Protestant leader, the Rev. Ian Paisley, warned of an impending "war" when Mr. Sands dies. Catholics and Protestants alike feared frightening new IRA violence to mark his death.
Yet, behind the ancient stone battlements of Stormont Castle, seat of the British government in Northern Ireland, the mood was one of calm confidence that the expected violence could be contained.
The chief constable and the officer commanding the 11,000 British troops here , were portrayed to this correspondent as convinced they had enough men and equipment to keep violence from spreading beyond defined and patrolled areas.
Lines of demarcation between Protestant and Roman Catholic areas in West Belfast have been fortified with gray sheets of corrugated iron, rows of barbed wire, concrete blocks, and iron fences.
They are ugly to look at, but they help the Army and police keep rival factions apart.
Army posts are set up behind iron barricades. Observation and sniper posts in dark gray concrete pillboxes loom above. Green and brown Army Saracen armored cars patrol constantly, troops inside holding automatic rifles.
To one seeing it all for the first time, as well as to most local people, it is a grim and tragic scene.
Many Protestants fear it is not enough. Mr. Paisley calls for reinforcements. Catholics I spoke to in the Falls, Springmartin, and Andersontown areas doubted the Army could prevent new death and destruction.
Inside Stormont Castle, a well-placed British official emphasized the reasons why London won't compromise with IRA demands.
"The Provisional IRA," he said, "wants the British government out of Northern Ireland altogether. It wants to push us out by trying to prove that the province is ungovernable. Its aim then is to turn the same violence against Dublin and eventually to establish a workers' socialist republic in all of Ireland.
"This is not realistic," he said. "But the Provisionals are not realistic people."
It is estimated here that the Provisionals have no more than 250 men ready to take to the streets with guns and bombs. But that is more than enough to keep terrorism going. With about 300 television, press, and radio reporters from around the world gathered in Belfast, the government felt the IRA would do all it could to stir up new violence after Mr. Sands' funeral. At this writing, Sands was said to be lucid but extremely weak after 60 days without eating.
The IRA is using his hunger strike to dramatize its conviction that the crimes it commits are justified by a political cause -- a united Ireland.
British officials reply that the concept of "political prisoner" does not exist under British law. Mr. sands and 40 other IRA prisoners in the Maze prison outside Belfast are criminals under the law.

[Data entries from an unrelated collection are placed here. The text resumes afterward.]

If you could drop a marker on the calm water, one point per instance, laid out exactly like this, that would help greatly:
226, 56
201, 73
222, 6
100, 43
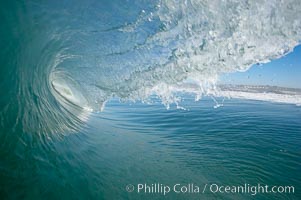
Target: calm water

If they conform to prison rules, officials say, they have the right to wear the new civilian-style slacks, shirts, and sweaters that now constitute Maze prison clothing. They would also be able to wear their own clothes after prison working hours.
But the Thatcher government is adamant that it will not be blackmailed into granting what the IRA wants -- the right to wear their own clothing in the Maze at all times, the right not to work, the right to associate freely with each other at all times within the prison, and the automatic right, extended to other prisoners in Northern Ireland, to have their sentences reduced by half for "good behavior."
"It is out of the question," say British officials, "for any prisoner to tell prison authorities how their prison will be run. If Mr. Sands wants to die, that is his affair." The IRA hoped the British would not take ths attitude after Mr. Sands' recent election to the British Parliament, but their hope now appea rs to have been in vain.